Interview:  Frauenrechte im Iran

Frauenrechte im Iran wurden mit der Islamischen Revolution massiv eingeschränkt.

„Aktivitäten für Frauenrechte sind im Iran noch nie einfach gewesen“

Die iranische Friedensnobelpreisträgerin Dr. Shirin Ebadi bei der IGFM. Links im Bild Davoud Khodabakhsh, Journalist des Farsi-Dienstes der Deutschen Welle.

Frau Dr. Ebadi, sie sind eine iranische Frauenrechtlerin der ersten Stunde. Sie sind auch Mitgründerin der 1-Million-Unterschriften Kampagne. Jede Art von Menschenrechtsarbeit im Iran ist schwieriger geworden. Viele Aktivisten sind entweder im Gefängnis oder haben das Land verlassen. Existiert die Frauenrechtsbewegung im Iran noch? Wie sieht die Frauenrechtsarbeit im Iran aus? Könnten Sie uns ein paar Beispiele nennen?

Dr. Ebadi: Mehr als 65% der Studierenden im Iran sind Frauen. Sehr viele Lehrende unserer Universitäten sind Frauen. Frauen sind an sehr vielen gesellschaftlichen und politischen Aktivitäten beteiligt. Sie sind im iranischen Parlament seit über 50 Jahren vertreten – länger als die Frauen in der Schweiz. Trotz dieses hohen Bildungsniveaus und der gesellschaftlichen und politischen Präsenz, wurden nach der Iranischen Revolution Gesetze eingeführt, die den Frauen Grenzen und Hindernisse setzten. Doch natürlich sind die Frauen mit der Gesetzgebung nicht einverstanden, da sie ihren akademischen Vorstellungen entgegengesetzt ist.

Ich nenne ein paar Beispiele dieser Gesetze: Das Leben der Frau ist weniger wert als das Leben des Mannes.
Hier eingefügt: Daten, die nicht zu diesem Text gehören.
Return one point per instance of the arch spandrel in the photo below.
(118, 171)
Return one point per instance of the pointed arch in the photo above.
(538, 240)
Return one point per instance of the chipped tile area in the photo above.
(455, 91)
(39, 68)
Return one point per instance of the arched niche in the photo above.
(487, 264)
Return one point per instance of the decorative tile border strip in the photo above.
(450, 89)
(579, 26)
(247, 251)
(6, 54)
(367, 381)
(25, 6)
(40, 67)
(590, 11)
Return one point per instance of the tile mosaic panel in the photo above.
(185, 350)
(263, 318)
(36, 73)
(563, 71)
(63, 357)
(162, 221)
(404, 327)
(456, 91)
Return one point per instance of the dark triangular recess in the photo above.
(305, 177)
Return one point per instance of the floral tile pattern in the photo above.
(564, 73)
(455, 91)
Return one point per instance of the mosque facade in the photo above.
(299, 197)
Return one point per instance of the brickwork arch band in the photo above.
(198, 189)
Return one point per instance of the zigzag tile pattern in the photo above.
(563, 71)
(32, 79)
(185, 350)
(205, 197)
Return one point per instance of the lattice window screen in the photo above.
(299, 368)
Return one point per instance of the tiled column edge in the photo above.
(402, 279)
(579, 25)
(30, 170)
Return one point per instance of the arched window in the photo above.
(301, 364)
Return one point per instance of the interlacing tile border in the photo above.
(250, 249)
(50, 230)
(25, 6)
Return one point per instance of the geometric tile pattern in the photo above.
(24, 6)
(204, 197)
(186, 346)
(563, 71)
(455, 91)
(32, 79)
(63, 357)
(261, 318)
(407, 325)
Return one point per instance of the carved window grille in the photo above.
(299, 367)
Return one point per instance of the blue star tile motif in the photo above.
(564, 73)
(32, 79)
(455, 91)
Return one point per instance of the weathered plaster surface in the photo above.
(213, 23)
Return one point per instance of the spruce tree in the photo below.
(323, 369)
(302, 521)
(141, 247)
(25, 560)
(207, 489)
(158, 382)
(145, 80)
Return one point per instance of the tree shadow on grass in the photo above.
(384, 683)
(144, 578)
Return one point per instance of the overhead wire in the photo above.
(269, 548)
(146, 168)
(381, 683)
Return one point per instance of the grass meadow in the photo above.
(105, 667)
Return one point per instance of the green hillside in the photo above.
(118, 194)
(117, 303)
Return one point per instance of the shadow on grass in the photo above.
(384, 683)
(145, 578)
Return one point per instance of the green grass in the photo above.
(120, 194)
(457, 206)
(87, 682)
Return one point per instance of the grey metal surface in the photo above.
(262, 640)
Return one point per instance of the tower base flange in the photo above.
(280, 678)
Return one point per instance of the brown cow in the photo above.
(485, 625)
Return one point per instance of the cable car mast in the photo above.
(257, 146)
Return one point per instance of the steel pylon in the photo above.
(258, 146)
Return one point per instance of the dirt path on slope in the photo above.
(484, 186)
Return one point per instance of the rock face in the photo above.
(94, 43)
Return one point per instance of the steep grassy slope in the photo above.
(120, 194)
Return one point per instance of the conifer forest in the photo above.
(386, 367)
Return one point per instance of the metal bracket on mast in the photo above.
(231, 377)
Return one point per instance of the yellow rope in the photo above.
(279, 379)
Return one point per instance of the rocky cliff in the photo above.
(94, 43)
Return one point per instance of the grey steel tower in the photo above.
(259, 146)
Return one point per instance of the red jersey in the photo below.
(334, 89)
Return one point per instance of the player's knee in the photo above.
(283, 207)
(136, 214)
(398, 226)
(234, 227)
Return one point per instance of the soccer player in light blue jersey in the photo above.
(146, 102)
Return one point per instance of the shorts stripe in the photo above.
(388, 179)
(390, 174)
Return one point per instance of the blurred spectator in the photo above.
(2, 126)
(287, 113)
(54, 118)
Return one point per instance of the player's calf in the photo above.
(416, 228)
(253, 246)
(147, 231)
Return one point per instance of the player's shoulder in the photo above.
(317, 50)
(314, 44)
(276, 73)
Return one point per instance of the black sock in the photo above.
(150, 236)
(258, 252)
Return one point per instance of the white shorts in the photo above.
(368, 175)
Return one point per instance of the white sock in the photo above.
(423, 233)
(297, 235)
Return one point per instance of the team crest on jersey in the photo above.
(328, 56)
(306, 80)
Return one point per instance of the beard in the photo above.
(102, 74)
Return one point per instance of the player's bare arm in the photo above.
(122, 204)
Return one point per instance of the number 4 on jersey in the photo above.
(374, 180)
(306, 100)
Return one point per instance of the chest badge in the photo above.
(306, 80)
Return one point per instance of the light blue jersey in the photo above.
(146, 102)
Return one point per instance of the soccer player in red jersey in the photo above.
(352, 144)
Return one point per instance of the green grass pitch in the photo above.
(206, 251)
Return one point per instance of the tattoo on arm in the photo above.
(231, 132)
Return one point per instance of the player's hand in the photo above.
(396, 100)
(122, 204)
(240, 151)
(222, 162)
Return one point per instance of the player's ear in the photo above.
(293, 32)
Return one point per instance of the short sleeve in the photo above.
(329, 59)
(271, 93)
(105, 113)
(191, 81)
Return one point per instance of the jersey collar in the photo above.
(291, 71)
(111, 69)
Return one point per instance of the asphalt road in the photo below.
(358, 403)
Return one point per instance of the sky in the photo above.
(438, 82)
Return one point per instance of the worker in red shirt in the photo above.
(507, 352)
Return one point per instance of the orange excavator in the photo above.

Wenn beispielsweise eine Frau und ein Mann zusammen über die Straße laufen, ein unzureichend sicher gebautes Haus passieren und unglücklicherweise ein Ziegelstein dieses Hauses auf sie fällt und sie sich verletzen, ist der Schadensersatz, der dem Mann zugesprochen wird, doppelt so hoch wie der für die Frau. Dies verdeutlicht den Wert des Lebens der Frau. Der Wert der Zeugenaussage von zwei Frauen wird gleichgesetzt mit der Zeugenaussage eines einzigen Mannes. Einem Mann ist es erlaubt vier Frauen gleichzeitig als Ehefrauen zu haben. Ich könnte für Sie viele weitere benachteiligende Gesetze als Beispiele heranziehen.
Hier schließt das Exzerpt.